エルセデス「私にはね、どうしても叶えたい野望があるの。その為には力が必要なの。貴方達みたいな優秀な力が」

テオ「その野望とは何なんですか?」

エルセデス「聞きたい? 誰にも言わないでね。私の野望は…」

それを聞いて、驚きを隠せない兄妹。

エルセデス「てなわけで、強制はしないわ。私に付いてくるってのはそういう事だから」

目を伏せる兄妹。

エルセデス「モノで釣るようで悪いけど、あの研究所を主導してたのは守護聖よ、貴方達の母親を討ったね。もう一つ言えば貴方達の母親が急に暴れだしたのもソイツの差し金ね」

その言葉に目の色を変える兄妹。

テオ・テニア「!?」

エルセデス「ソイツは数年前に引退したけど、その息子は現役の守護聖よ。私の野望の最大の障壁は守護聖。私に付いてくれば、いずれぶつかることになるわ」

うつむいたままの兄妹を背にエルセデスが家を出る。

エルセデス「私の船は明日の朝、島を出るわ じゃ、後はそっちの判断に任せるわ」

・次の日の朝。兄妹の家
家から少し離れた場所にある父と母の墓の前で、決意の表情のテオとテニア。

・港。
船の甲板から島を眺めるエルセデス。

オズワルト「どうして嘘を吐いた」

エルセデス「ん?」

オズワルト「あの子達の母親は獣ではなく、獣への変態能力を持つ異民族だ。しかし毒を持つ体質故か成長と共に理性を失い、齢三十前後で獣性に支配される。母親の暴走の原因はそれだ」

エルセデス「だって、あの二人どうしても欲しかったんだもん」

むくれるエルセデス。

オズワルト「やれやれ、まぁ、あの兄妹が今も生きているのはお前の裁量によるところが大きい。だが相手は子供、そんな彼らをこの道に引きずり込んだ責任はしっかり取るべきだ。最後まで面倒を見ろよ」

エルセデスの視線の先にはテオとテニア。一瞬目が合うと、少し恥ずかしそうにしてささくさと船に乗り込んでいく。

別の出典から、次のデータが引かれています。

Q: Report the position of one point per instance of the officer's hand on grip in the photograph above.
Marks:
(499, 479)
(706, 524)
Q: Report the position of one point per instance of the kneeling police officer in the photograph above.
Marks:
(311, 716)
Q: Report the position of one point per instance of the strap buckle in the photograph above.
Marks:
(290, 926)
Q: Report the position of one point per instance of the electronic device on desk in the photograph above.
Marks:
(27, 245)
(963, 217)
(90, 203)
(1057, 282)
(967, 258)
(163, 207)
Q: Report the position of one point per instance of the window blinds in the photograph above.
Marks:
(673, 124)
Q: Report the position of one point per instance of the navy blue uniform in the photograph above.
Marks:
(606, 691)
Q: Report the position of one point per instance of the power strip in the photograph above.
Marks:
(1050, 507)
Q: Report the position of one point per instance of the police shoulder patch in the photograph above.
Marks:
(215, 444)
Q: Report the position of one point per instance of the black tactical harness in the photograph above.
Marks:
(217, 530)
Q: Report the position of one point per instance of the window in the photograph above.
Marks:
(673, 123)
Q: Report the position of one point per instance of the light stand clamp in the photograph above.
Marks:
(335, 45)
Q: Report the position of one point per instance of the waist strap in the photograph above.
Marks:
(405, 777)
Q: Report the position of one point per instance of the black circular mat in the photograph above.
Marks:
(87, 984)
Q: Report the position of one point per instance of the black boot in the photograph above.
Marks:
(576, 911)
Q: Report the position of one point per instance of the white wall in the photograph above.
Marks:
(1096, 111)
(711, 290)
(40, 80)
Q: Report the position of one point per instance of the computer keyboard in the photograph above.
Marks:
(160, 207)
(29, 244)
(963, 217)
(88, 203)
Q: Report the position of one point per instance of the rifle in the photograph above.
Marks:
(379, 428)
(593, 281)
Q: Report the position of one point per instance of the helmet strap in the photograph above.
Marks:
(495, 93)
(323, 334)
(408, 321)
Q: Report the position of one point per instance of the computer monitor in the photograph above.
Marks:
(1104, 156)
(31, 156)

エルセデス「わかってる。きっと後悔させないわ。私についてきた以上は絶対いい思いをさせてみせる」

足元の影を見つめるエルセデス。

エルセデス「勿論、アンタだってそうよオズワルト。必ず、私についてきて良かったって言わせてみせるわ」

オズワルト「そうか… 過度な期待はしないでおこう」

エルセデス「そこは期待しなさい!」

・数日後。聖王国首都アルキタス
ステンドガラスを背にした荘厳な玉座の前で横一列に並ぶ十三人の騎士達。その一番右端にエルセデス。

エルセデス(私には野望がある)

王冠を戴き錫杖を持った一人の女性、聖王女ソテイラが登場すると同時に跪く十三人。

N「守護聖」

聖王女が玉座に腰掛けると順に面を上げ立ち上がる守護聖達。

N「アポロウーサ聖王国の象徴たる聖王女を守護する十三人の騎士の名」

N「各々が他とは一線を画す一騎当千の精鋭であり、聖王女を守る直属の配下でありながら、最高位の権力を有し国の運営にも関わる最高機関としての側面を持つ」

N「聖王国の秩序と平穏は彼らによって保たれていると言っても過言ではなく、民草はそんな彼らを称え、敬い、慕い、国とその御旗を守護する者達は、いつしか聖王国のもう一つの象徴となった」

最後にエルセデスが立ち上がる

N「そして、後に最悪の守護聖とした歴史に名を刻む者がここに一人」

聖王女と目が合うエルセデス。

エルセデス(私の野望。それは、私以外の十二人の守護聖を打倒し)

目が合ったエルセデスに対して、にこやかに微笑む聖王女ソテイラ。